The relationship between the light that enters my house and that which shines on surrounding landscapes is my inspiration. Morning washes across my bedroom wall as the sun rises above nearby pines and oaks. At dusk, my hallway glows crimson and orange while nearby pine needles float on still water. Using the diptych format, I create small meditations about my home and the world around my home by seeking connections of light and color; inside and outside; concrete and abstract.
Though I began my series in 2019, the ongoing pandemic has imbued my images with new meaning. Like many others, I spend more time alone, more time at home, and more time with the places and people I care about.
About Gail Samuelson
Gail Samuelson lives and photographs in a small rural town southwest of Boston.

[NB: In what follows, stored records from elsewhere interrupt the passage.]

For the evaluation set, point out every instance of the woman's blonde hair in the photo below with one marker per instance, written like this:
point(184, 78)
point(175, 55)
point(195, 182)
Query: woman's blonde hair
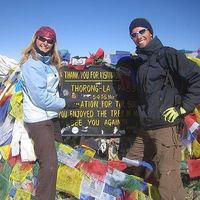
point(30, 50)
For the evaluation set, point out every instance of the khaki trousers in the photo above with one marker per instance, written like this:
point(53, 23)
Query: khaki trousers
point(163, 148)
point(43, 135)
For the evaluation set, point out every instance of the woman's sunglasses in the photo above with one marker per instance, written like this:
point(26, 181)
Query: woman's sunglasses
point(140, 32)
point(49, 41)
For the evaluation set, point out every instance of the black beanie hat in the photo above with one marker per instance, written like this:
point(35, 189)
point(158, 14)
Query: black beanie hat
point(140, 22)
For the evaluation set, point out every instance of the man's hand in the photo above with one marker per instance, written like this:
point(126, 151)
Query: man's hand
point(71, 104)
point(172, 113)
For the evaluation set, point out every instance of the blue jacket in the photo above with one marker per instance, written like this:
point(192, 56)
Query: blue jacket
point(40, 88)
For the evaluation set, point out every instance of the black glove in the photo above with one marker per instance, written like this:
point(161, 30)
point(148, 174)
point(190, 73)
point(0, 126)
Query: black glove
point(71, 104)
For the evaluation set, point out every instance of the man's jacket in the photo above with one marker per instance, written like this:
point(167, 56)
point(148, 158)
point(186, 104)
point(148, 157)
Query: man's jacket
point(156, 92)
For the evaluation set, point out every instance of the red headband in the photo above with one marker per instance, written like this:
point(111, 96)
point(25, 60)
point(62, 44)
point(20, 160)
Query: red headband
point(46, 31)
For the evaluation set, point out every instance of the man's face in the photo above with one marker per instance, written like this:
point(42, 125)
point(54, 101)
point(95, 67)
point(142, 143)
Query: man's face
point(141, 36)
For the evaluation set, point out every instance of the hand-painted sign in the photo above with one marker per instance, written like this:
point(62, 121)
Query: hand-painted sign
point(104, 108)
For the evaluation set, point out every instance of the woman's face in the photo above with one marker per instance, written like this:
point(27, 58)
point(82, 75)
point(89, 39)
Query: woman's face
point(141, 36)
point(44, 44)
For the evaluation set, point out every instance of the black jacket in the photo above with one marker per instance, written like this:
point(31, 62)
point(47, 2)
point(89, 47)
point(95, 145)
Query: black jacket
point(154, 98)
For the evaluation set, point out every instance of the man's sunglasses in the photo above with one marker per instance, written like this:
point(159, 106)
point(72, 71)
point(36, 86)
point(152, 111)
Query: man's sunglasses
point(140, 32)
point(49, 41)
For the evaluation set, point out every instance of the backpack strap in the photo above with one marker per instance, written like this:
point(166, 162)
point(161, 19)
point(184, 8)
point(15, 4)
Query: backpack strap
point(165, 64)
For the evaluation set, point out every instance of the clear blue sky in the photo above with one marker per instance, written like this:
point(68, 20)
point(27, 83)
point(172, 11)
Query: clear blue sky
point(83, 26)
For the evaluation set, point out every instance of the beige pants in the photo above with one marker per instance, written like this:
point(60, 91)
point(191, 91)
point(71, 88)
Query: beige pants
point(163, 148)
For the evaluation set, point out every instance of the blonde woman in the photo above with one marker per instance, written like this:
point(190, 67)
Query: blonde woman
point(40, 66)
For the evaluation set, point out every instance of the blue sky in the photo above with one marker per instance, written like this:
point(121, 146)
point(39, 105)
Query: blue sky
point(83, 26)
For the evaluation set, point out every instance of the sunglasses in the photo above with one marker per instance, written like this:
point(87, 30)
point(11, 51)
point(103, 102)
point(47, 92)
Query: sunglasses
point(140, 32)
point(49, 41)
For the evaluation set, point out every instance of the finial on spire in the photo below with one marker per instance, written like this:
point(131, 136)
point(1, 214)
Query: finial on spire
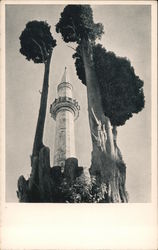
point(64, 77)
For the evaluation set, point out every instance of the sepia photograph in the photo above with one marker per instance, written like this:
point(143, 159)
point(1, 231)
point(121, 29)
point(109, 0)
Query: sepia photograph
point(78, 103)
point(79, 150)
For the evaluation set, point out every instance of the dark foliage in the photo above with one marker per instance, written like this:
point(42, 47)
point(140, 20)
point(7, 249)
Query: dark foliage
point(120, 88)
point(76, 23)
point(36, 41)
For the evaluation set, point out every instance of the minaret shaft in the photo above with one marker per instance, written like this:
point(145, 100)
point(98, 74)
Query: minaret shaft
point(64, 137)
point(64, 110)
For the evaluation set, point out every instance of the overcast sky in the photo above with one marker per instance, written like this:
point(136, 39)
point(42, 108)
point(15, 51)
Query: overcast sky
point(127, 33)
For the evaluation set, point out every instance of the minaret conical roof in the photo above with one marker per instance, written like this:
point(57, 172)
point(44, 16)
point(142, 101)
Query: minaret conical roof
point(65, 77)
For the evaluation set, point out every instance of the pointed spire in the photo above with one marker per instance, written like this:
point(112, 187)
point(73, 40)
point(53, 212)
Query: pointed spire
point(65, 76)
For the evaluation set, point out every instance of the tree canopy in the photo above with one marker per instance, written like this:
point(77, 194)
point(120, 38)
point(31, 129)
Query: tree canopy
point(121, 89)
point(76, 23)
point(36, 41)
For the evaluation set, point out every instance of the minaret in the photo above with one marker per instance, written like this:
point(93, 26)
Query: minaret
point(64, 110)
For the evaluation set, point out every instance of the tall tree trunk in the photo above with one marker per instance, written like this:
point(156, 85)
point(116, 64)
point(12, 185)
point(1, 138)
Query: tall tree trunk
point(38, 140)
point(103, 162)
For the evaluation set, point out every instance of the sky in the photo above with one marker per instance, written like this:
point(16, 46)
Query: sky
point(128, 34)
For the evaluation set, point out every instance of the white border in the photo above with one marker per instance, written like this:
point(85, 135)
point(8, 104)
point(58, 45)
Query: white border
point(73, 226)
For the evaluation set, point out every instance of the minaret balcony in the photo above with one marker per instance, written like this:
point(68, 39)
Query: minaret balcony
point(64, 103)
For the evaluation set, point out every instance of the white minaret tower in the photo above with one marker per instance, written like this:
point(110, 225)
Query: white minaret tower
point(64, 110)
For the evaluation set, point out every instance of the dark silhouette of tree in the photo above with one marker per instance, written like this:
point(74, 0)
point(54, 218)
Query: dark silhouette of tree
point(76, 24)
point(121, 89)
point(99, 71)
point(37, 45)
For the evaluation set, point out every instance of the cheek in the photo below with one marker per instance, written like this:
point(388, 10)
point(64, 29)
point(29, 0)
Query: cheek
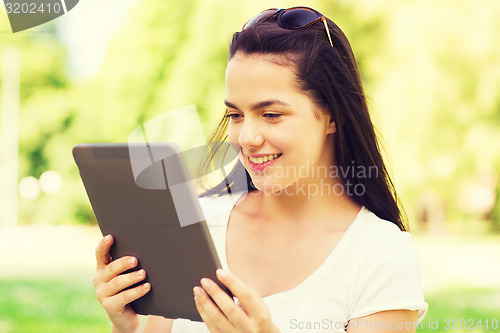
point(233, 133)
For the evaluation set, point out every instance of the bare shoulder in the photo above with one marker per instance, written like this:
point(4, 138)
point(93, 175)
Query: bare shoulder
point(401, 321)
point(158, 324)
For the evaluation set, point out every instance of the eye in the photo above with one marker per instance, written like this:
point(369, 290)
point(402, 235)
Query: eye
point(233, 116)
point(272, 116)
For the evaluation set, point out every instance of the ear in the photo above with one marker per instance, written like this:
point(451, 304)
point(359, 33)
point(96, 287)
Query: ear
point(331, 128)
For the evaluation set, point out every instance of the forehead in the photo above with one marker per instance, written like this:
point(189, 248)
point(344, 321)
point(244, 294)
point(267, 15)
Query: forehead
point(259, 76)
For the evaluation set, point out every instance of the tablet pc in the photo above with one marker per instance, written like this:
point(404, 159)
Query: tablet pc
point(136, 205)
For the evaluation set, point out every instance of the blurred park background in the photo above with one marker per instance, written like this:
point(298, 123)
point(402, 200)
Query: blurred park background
point(431, 70)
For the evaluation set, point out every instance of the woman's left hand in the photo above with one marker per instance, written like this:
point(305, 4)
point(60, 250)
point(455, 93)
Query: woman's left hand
point(225, 315)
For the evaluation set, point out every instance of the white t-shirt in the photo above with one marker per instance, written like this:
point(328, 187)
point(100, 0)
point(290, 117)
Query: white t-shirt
point(374, 267)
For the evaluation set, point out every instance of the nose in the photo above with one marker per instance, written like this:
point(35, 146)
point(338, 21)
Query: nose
point(250, 134)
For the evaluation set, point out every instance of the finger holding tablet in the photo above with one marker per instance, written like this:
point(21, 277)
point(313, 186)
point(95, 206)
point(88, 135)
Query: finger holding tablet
point(111, 286)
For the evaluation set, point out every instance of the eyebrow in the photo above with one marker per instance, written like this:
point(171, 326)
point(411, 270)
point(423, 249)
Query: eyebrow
point(258, 105)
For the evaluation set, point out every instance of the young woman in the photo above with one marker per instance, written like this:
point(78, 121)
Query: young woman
point(319, 242)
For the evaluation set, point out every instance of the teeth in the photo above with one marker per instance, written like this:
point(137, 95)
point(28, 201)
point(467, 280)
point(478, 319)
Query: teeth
point(260, 160)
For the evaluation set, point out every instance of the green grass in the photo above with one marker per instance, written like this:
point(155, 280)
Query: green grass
point(68, 305)
point(50, 306)
point(455, 307)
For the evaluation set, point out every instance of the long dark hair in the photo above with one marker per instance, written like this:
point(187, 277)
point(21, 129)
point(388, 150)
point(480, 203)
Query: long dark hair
point(331, 78)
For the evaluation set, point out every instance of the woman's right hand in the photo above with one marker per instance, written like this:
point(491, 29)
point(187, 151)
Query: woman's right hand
point(109, 284)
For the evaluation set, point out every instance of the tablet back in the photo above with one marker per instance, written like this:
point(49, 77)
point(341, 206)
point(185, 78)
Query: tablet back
point(145, 224)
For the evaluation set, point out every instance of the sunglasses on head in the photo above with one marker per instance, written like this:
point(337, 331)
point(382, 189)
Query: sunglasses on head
point(295, 18)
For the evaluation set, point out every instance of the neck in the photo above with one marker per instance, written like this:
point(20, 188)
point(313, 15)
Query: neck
point(323, 199)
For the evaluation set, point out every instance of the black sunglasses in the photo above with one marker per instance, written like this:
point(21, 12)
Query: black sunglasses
point(294, 18)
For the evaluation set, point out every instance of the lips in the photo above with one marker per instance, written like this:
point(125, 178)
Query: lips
point(260, 162)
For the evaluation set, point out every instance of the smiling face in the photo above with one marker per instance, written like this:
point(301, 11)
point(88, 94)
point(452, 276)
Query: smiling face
point(275, 124)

Surrounded by protected forest and wetlands, she is drawn to the changing light and how it affects her sense of home, the landscape, and family life. Trained to make photographs through a microscope, she now uses a camera to examine and capture details of everyday moments. Often closing in tight on her subjects, she distills and intensifies their form and meaning to unveil underlying emotional qualities. Gail’s photographs have been exhibited in many museums and galleries, including the Danforth Museum, Griffin Museum of Photography, Cassilhaus, PhotoPlace Gallery, and the Davis Orton Gallery. Her work is held in the permanent collection of the Danforth Museum and Cassilhaus. Gail serves on the Board of Directors of the Griffin Museum of Photography.